In 2011, the drug was linked to 20,000 emergency department visits around the country. In Florida alone, there were 379 overdose deaths involving tramadol that year, up from 106 in 2003, according to the DEA.

In Milwaukee County, 20 people died of a drug overdose involving tramadol from 2010 through October 2013, according records from the Medical Examiner's Office. In most of those cases, tramadol was one of several opioids that had been taken.

Final oops.  Perhaps no needles were involved, but the damage was being done.  
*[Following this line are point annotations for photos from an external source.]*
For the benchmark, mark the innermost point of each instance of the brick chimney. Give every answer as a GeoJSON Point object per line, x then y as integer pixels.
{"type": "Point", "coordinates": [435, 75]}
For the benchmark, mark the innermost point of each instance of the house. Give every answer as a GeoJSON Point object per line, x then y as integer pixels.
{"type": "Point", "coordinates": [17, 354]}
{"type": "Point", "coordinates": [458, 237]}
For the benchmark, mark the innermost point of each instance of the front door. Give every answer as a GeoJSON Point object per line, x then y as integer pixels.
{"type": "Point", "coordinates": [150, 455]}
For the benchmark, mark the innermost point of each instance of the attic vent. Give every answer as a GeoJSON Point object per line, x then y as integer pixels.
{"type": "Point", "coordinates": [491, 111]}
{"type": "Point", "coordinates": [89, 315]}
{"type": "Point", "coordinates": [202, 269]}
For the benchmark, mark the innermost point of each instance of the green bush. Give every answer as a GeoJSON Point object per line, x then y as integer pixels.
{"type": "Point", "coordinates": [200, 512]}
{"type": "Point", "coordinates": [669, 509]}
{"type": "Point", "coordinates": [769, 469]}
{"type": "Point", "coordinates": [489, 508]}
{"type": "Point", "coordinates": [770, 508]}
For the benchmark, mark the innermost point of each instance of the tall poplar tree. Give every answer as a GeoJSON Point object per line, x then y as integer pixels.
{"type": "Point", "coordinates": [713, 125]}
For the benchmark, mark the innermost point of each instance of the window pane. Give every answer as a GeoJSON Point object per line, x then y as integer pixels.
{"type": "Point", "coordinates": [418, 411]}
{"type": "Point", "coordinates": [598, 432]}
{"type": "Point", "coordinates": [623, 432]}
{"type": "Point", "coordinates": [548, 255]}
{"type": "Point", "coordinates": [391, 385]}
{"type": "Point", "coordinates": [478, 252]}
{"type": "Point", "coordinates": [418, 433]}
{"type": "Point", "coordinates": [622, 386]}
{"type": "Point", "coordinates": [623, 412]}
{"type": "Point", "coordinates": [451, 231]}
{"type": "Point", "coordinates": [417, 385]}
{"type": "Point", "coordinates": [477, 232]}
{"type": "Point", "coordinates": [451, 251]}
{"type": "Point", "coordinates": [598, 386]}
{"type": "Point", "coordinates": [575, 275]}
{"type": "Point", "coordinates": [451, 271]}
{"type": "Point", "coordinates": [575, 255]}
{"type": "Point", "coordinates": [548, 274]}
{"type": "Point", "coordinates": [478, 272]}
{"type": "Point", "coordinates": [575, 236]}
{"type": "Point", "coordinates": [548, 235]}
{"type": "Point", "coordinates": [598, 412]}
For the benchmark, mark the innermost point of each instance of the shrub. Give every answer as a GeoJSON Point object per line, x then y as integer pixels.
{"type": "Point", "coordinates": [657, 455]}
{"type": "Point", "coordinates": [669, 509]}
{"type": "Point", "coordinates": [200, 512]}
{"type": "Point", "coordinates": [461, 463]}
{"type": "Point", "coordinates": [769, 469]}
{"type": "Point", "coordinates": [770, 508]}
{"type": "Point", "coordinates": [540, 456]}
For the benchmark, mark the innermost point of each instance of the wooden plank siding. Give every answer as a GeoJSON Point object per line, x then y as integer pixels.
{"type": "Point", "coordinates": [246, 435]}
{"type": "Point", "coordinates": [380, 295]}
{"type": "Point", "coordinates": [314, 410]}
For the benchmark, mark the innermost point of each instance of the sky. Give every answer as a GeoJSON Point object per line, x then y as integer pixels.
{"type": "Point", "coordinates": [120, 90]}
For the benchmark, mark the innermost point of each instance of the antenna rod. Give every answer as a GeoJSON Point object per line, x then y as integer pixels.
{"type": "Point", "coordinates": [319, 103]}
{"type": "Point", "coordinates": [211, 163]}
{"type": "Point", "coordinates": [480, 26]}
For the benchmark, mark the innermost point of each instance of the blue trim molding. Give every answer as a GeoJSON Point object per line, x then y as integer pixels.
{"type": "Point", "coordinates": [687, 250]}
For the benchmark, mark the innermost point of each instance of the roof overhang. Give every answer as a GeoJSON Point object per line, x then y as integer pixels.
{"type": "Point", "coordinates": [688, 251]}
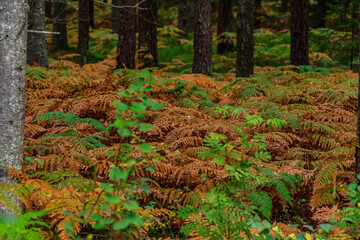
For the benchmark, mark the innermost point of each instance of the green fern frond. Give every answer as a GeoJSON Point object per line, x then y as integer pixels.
{"type": "Point", "coordinates": [282, 189]}
{"type": "Point", "coordinates": [23, 227]}
{"type": "Point", "coordinates": [263, 201]}
{"type": "Point", "coordinates": [71, 119]}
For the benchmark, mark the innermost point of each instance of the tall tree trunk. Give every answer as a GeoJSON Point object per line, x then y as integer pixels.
{"type": "Point", "coordinates": [357, 148]}
{"type": "Point", "coordinates": [59, 25]}
{"type": "Point", "coordinates": [84, 31]}
{"type": "Point", "coordinates": [115, 17]}
{"type": "Point", "coordinates": [91, 14]}
{"type": "Point", "coordinates": [320, 14]}
{"type": "Point", "coordinates": [37, 52]}
{"type": "Point", "coordinates": [225, 24]}
{"type": "Point", "coordinates": [148, 51]}
{"type": "Point", "coordinates": [186, 10]}
{"type": "Point", "coordinates": [13, 18]}
{"type": "Point", "coordinates": [299, 54]}
{"type": "Point", "coordinates": [127, 35]}
{"type": "Point", "coordinates": [202, 38]}
{"type": "Point", "coordinates": [48, 8]}
{"type": "Point", "coordinates": [245, 39]}
{"type": "Point", "coordinates": [190, 25]}
{"type": "Point", "coordinates": [182, 16]}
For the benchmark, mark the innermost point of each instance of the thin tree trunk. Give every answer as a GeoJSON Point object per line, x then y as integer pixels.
{"type": "Point", "coordinates": [299, 54]}
{"type": "Point", "coordinates": [13, 18]}
{"type": "Point", "coordinates": [225, 24]}
{"type": "Point", "coordinates": [127, 35]}
{"type": "Point", "coordinates": [84, 31]}
{"type": "Point", "coordinates": [59, 25]}
{"type": "Point", "coordinates": [357, 148]}
{"type": "Point", "coordinates": [91, 14]}
{"type": "Point", "coordinates": [202, 38]}
{"type": "Point", "coordinates": [115, 17]}
{"type": "Point", "coordinates": [182, 16]}
{"type": "Point", "coordinates": [190, 26]}
{"type": "Point", "coordinates": [48, 8]}
{"type": "Point", "coordinates": [148, 51]}
{"type": "Point", "coordinates": [320, 14]}
{"type": "Point", "coordinates": [245, 39]}
{"type": "Point", "coordinates": [36, 45]}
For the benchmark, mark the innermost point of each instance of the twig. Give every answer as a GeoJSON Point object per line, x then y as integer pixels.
{"type": "Point", "coordinates": [43, 32]}
{"type": "Point", "coordinates": [114, 6]}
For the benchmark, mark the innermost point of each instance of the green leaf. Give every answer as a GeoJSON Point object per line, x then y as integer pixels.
{"type": "Point", "coordinates": [156, 106]}
{"type": "Point", "coordinates": [145, 127]}
{"type": "Point", "coordinates": [95, 217]}
{"type": "Point", "coordinates": [117, 175]}
{"type": "Point", "coordinates": [137, 107]}
{"type": "Point", "coordinates": [125, 94]}
{"type": "Point", "coordinates": [146, 189]}
{"type": "Point", "coordinates": [121, 107]}
{"type": "Point", "coordinates": [151, 168]}
{"type": "Point", "coordinates": [107, 187]}
{"type": "Point", "coordinates": [145, 147]}
{"type": "Point", "coordinates": [327, 227]}
{"type": "Point", "coordinates": [135, 87]}
{"type": "Point", "coordinates": [131, 206]}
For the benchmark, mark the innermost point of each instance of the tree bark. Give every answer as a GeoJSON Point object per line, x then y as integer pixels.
{"type": "Point", "coordinates": [36, 42]}
{"type": "Point", "coordinates": [148, 51]}
{"type": "Point", "coordinates": [91, 14]}
{"type": "Point", "coordinates": [84, 31]}
{"type": "Point", "coordinates": [115, 17]}
{"type": "Point", "coordinates": [357, 148]}
{"type": "Point", "coordinates": [245, 39]}
{"type": "Point", "coordinates": [225, 24]}
{"type": "Point", "coordinates": [186, 13]}
{"type": "Point", "coordinates": [127, 35]}
{"type": "Point", "coordinates": [202, 38]}
{"type": "Point", "coordinates": [320, 14]}
{"type": "Point", "coordinates": [59, 25]}
{"type": "Point", "coordinates": [299, 54]}
{"type": "Point", "coordinates": [13, 18]}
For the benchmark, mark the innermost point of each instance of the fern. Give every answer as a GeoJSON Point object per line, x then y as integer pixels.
{"type": "Point", "coordinates": [71, 119]}
{"type": "Point", "coordinates": [263, 201]}
{"type": "Point", "coordinates": [23, 227]}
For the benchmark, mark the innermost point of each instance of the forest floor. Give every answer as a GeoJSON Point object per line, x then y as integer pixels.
{"type": "Point", "coordinates": [316, 143]}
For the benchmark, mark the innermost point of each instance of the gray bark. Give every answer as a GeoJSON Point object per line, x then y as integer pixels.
{"type": "Point", "coordinates": [37, 52]}
{"type": "Point", "coordinates": [59, 25]}
{"type": "Point", "coordinates": [13, 26]}
{"type": "Point", "coordinates": [115, 16]}
{"type": "Point", "coordinates": [245, 39]}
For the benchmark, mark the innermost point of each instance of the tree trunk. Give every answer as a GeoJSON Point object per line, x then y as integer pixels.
{"type": "Point", "coordinates": [115, 17]}
{"type": "Point", "coordinates": [225, 24]}
{"type": "Point", "coordinates": [148, 51]}
{"type": "Point", "coordinates": [245, 39]}
{"type": "Point", "coordinates": [299, 54]}
{"type": "Point", "coordinates": [357, 148]}
{"type": "Point", "coordinates": [48, 7]}
{"type": "Point", "coordinates": [84, 31]}
{"type": "Point", "coordinates": [202, 38]}
{"type": "Point", "coordinates": [182, 16]}
{"type": "Point", "coordinates": [59, 25]}
{"type": "Point", "coordinates": [127, 35]}
{"type": "Point", "coordinates": [186, 10]}
{"type": "Point", "coordinates": [190, 26]}
{"type": "Point", "coordinates": [320, 14]}
{"type": "Point", "coordinates": [36, 45]}
{"type": "Point", "coordinates": [91, 14]}
{"type": "Point", "coordinates": [13, 18]}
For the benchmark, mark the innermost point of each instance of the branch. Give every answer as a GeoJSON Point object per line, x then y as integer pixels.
{"type": "Point", "coordinates": [114, 6]}
{"type": "Point", "coordinates": [43, 32]}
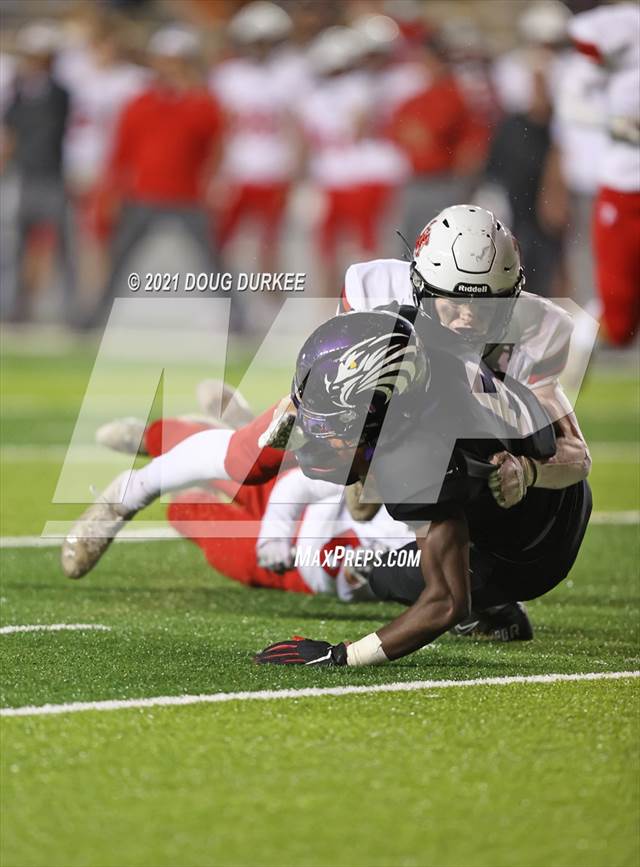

Summary - Goddam the Pusher Man

The over-promotion of addictive narcotics for pain relief has become an instructive example of deceptive and unethical practices used by commercial health care firms seeking revenue no matter what it takes to get it.  Just the latest article on tramadol illustrated the use of paid key opinion leaders and more broadly, the creation of conflicted medical academics for marketing objectives (here, apparently, obfuscating the dangers of the product); the suppression of clinical research (for the same reason); and at least raised the possibility of regulatory capture.  It seems unlikely that whoever made the decisions to use the tactics worried about adverse effects including loss of the integrity of research, subversion of academic medicine, ;undermining medical decision making, and obviously most importantly direct harm to patients.  (I would note that the decision makers appeared to be working for Johnson and Johnson, a company which seems to have a growing history of questionable behavior.)  

Health care professionals should at least learn that the pusher man does not always look like a character out of Easy Rider.